Lorraine tilted her head as she looked at Ben. Maybe the night could be salvaged after all, she thought. “There's always after the play,” Lorraine said.

“There certainly is,” Ben murmured, and earned a swift kick from Tess under the table. His smile never wavered. “But Tess and I have to make an early night of it. Business.”

“Sorry, Frank, we'll have to do it another time.” Knowing escape was always in doubt, Tess was already up. “See you around the office. Bye, Lorraine.”

“Here's your hat, what's your hurry?” Ben mumbled as he followed her out.

“If you knew what I knew, you'd thank me.”

“Your, ah, colleague has better taste in women than he does in ties.”

“Really?” Tess made a business of brushing her coat smooth as they walked. “I thought she was rather obvious.”

“Yeah.” Ben cast a look over his shoulder. “Uh-huh. Obvious.”

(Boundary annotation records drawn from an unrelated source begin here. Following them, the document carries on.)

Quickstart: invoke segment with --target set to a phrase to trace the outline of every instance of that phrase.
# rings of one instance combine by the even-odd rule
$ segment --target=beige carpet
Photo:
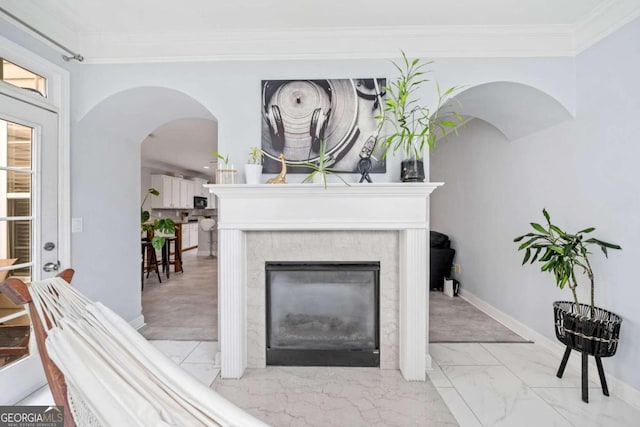
[[[429,293],[429,342],[529,342],[460,297]]]
[[[215,341],[218,339],[217,259],[183,253],[184,273],[149,275],[142,292],[140,330],[147,339]]]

“Some men like cleavage and mink eyelashes, I suppose.”

“Some men are animals.”

“She was his second choice,” Tess heard herself saying. “I turned him down first.”

“Is that so?” Intrigued, Ben slowed her down by swinging an arm over her shoulders. “He asked you to the Coward thing and you turned him down?”

“That's right.”

“I'm flattered.”

She shot him a look. His ego didn't need any help from her. “I only said yes to you because you're not perfect.”

“Hmm. When did he ask you?”

“Yesterday afternoon.”

“It didn't seem to put his nose out of joint that you turned him down and were here with me.”

Uncomfortable, Tess shifted under his arm. “I told him I had a date.”

“Oh. You lied.”

He said it with such pleasure, she laughed. “I'm not perfect either.”

“That makes things easier.”

T
HE
early night Ben had spoken of ended at two A.M., when they walked down the corridor to Tess's apartment.

“I'm going to hate myself in the morning,” Tess said over a yawn.

“I haven't even asked you to go to bed yet.”

The yawn ended on a muffled laugh. “I was thinking about drinking a half bottle of wine and five hours' sleep.” She stopped at her door and turned to lean against it. “I didn't expect to have such a good time.”

Neither had he. “Why don't we try it again? Maybe we won't.”

She thought about it for three full seconds. “All right, when?”

“There's a Bogart festival tomorrow night across town.”

“The Maltese Falcon?”

“And
The Big Sleep
.”

She smiled, comfortably sleepy. “Okay.” When he stepped closer, she waited for him to kiss her. If the idea warmed her, she thought it only natural. The desire to be held and touched was a human one. Her eyes half closed and her heart beat just a little faster.

“You've got to replace this Mickey Mouse lock.”

Her lashes fluttered up again. “What?”

“Your door lock, Tess, is a joke.” He traced a finger down her nose, pleased to see confusion. “If you're going to live in a building without security, you'd better make sure you've got a dead bolt on your door.”

“Dead bolt.” With a half laugh she straightened and reached for her keys. “I can't argue with a cop.”

“Glad to hear it.” He put his hands over hers and kissed her before she'd prepared herself again. Later, when she could think straight, she'd wonder if he'd planned it that way.

It was silly to believe that a kiss as gentle, as easy as this one could send shock waves through the body. Blood didn't really heat and the mind didn't really swim.

She knew better, but felt it anyway. Touching nothing but her hands, he took her under.

His mouth was clever, but she'd suspected as much. His lips were warm, soft, and he used his teeth to add a nip of excitement. They scraped over her lip before his tongue slid over hers. She told herself it was the late hour, the wine, the relaxation, but she gave herself to the moment without any of the caution she was prone to.